Bevoegdheid van de rechtbank in geschil over Aspirant Keurmerk taalschool

In deze zaak heeft de Rechtbank Midden-Nederland op 30 november 2020 uitspraak gedaan in een geschil tussen eiseres, een taalschool die het Aspirant Keurmerk van de Stichting Blik op Werk (BoW) wilde verkrijgen, en verweerder, het bestuur van de Stichting Blik op Werk. Eiseres had in juli 2019 een aanvraag ingediend voor het keurmerk, maar deze was afgewezen. Eiseres stelde dat zij voldeed aan de voorwaarden en dat BoW als bestuursorgaan moest worden aangemerkt, waardoor zij beroep kon instellen bij de bestuursrechter. De rechtbank heeft echter geoordeeld dat BoW geen bestuursorgaan is in de zin van de Algemene wet bestuursrecht (Awb), omdat het een privaatrechtelijke rechtspersoon is zonder publiekrechtelijke bevoegdheden. Hierdoor was de rechtbank onbevoegd om van het geschil kennis te nemen. De rechtbank concludeerde dat eiseres haar vordering enkel bij de civiele rechter kon indienen. De uitspraak benadrukt de noodzaak van een wettelijke basis voor de toekenning van publiekrechtelijke bevoegdheden aan privaatrechtelijke instellingen.

Uitspraak

RECHTBANK MIDDEN-NEDERLAND

Zittingsplaats Utrecht
Bestuursrecht
zaaknummer: UTR 20/356

uitspraak van de enkelvoudige kamer van 30 november 2020 in de zaak tussen

[eiseres] , te [vestigingsplaats] , eiseres
(gemachtigde: mr. M. Hartkoorn),
en
Het bestuur van de Stichting Blik op Werk, verweerder
(gemachtigden: mr.
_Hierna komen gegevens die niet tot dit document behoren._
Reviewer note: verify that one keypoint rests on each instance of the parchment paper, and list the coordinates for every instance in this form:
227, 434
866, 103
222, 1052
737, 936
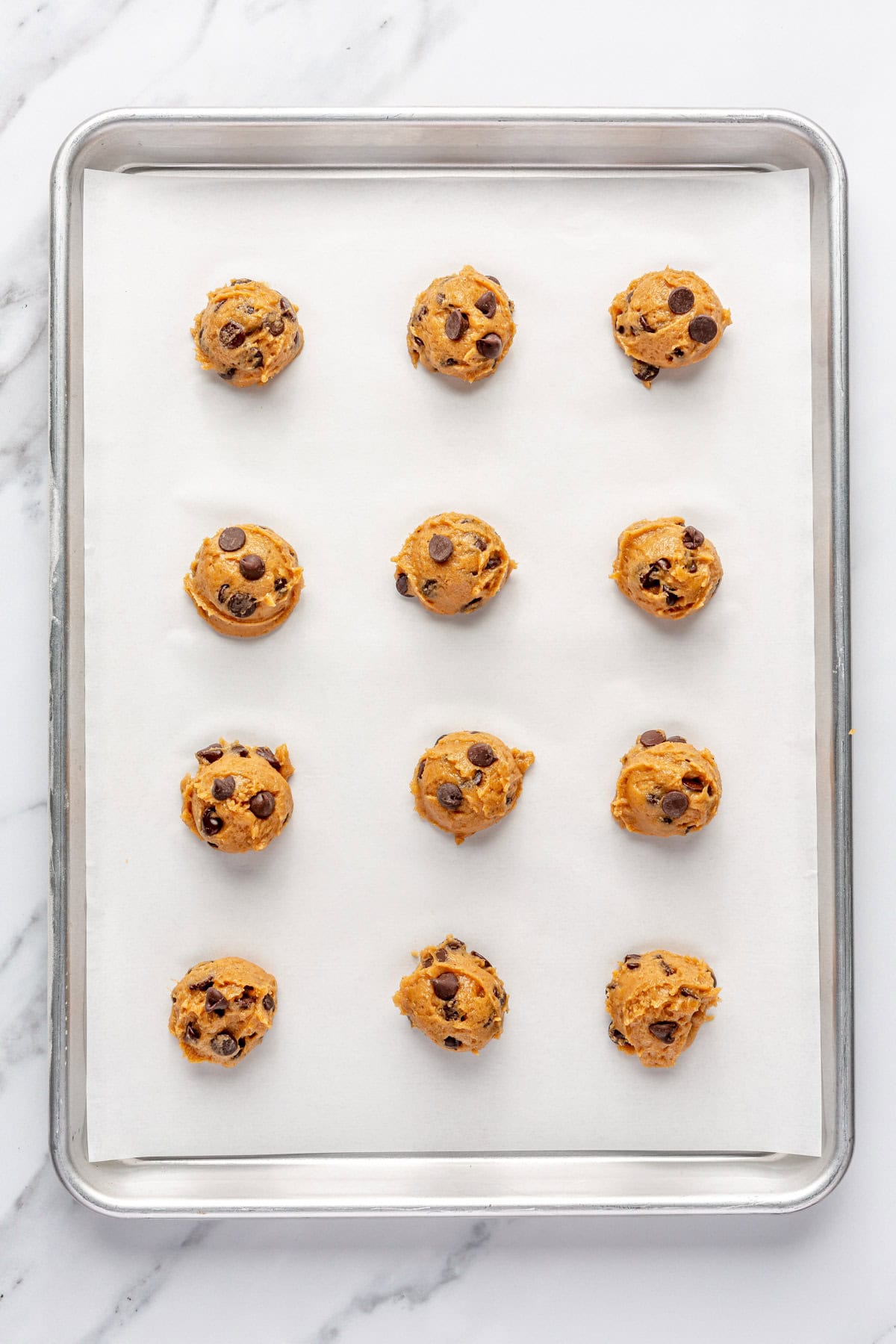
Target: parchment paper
344, 455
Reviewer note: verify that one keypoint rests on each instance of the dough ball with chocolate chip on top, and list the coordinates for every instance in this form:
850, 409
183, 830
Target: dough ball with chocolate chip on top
222, 1009
246, 334
454, 996
667, 786
657, 1004
461, 326
245, 581
667, 319
238, 799
667, 567
453, 564
467, 783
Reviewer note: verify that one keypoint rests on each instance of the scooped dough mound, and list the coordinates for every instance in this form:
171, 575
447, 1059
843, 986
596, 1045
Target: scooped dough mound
667, 319
454, 996
453, 564
461, 326
667, 567
240, 799
245, 579
667, 786
467, 783
657, 1003
222, 1009
246, 332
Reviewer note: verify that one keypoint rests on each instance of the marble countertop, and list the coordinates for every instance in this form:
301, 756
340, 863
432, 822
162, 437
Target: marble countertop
66, 1275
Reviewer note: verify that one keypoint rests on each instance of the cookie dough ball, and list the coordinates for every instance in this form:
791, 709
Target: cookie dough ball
665, 567
220, 1009
453, 564
667, 319
657, 1003
667, 786
462, 326
454, 996
467, 783
245, 579
240, 799
246, 332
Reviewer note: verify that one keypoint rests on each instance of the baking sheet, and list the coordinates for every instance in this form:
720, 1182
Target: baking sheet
344, 455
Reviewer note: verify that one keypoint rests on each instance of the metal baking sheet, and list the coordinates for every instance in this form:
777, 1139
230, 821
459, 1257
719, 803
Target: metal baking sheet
494, 141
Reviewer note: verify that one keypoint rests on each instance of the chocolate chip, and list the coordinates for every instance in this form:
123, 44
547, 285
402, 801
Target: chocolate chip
261, 804
231, 539
481, 756
703, 329
240, 604
223, 1045
449, 796
680, 300
652, 738
252, 566
664, 1031
489, 346
210, 754
447, 986
441, 549
215, 1001
231, 335
211, 823
455, 324
487, 304
675, 804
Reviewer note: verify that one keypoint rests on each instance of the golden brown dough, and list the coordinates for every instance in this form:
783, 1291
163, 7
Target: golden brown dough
452, 564
467, 783
246, 334
657, 1004
454, 996
245, 581
240, 799
667, 786
220, 1009
667, 319
461, 326
665, 567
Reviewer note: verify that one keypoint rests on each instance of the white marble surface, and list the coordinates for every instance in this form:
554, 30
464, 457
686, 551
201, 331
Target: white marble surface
820, 1277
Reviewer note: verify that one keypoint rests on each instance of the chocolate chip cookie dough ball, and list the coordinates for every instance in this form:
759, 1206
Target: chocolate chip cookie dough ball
454, 996
245, 581
220, 1009
453, 564
657, 1003
240, 799
246, 332
467, 783
667, 567
667, 319
667, 786
462, 326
D.S. Muller mr. M.H. Bouma).

Procesverloop

Bij brief van 2 juli 2019 (het primaire besluit) heeft verweerder besloten dat eiseres niet in aanmerking komt voor het Aspirant Keurmerk.
Bij brief van 6 december 2019 (het bestreden besluit) heeft verweerder besloten dat er geen reden is om haar beslissing van 2 juli 2019 te herzien.
Eiseres heeft tegen het bestreden besluit beroep ingesteld.
Verweerder heeft een verweerschrift ingediend.
Bij brief van 16 november 2020 heeft de rechtbank Rotterdam op grond van artikel 8:13 van de Algemene wet bestuursrecht toestemming gegeven om het beroep door rechtbank Midden-Nederland te behandelen, omdat bij deze rechtbank op een eerdere datum een andere beroepszaak is ingediend waar hetzelfde geschilpunt speelt.
Het onderzoek ter zitting heeft plaatsgevonden op 16 november 2020. Namens eiseres is verschenen M. Al Omari, bestuurder, bijgestaan door haar gemachtigde. Verweerder heeft zich laten vertegenwoordigen door haar gemachtigden. Namens verweerder zijn tevens verschenen mw. L.J. Schilder-Visser en mw. M.M. van Gerwen.

Overwegingen

De aanleiding voor deze uitspraak
1. Eiseres wil een taalschool exploiteren in het onderwijzen van Nederlandse taal aan statushouders/inburgeraars die de taallessen als verplicht onderdeel van de inburgering volgen. Een taalschool kan (om te beginnen) een Aspirant Keurmerk aanvragen bij Blik op Werk (BoW). Als dit keurmerk wordt toegekend is het één meetperiode geldig. Na afloop van de eerste meetperiode beoordeelt Blik op Werk of het definitieve Blik op Werk keurmerk zal worden toegekend. Op 29 november 2018 heeft eiseres een overeenkomst gesloten met Blik op Werk op grond van de aanvraag voor het verkrijgen van een Aspirant Keurmerk.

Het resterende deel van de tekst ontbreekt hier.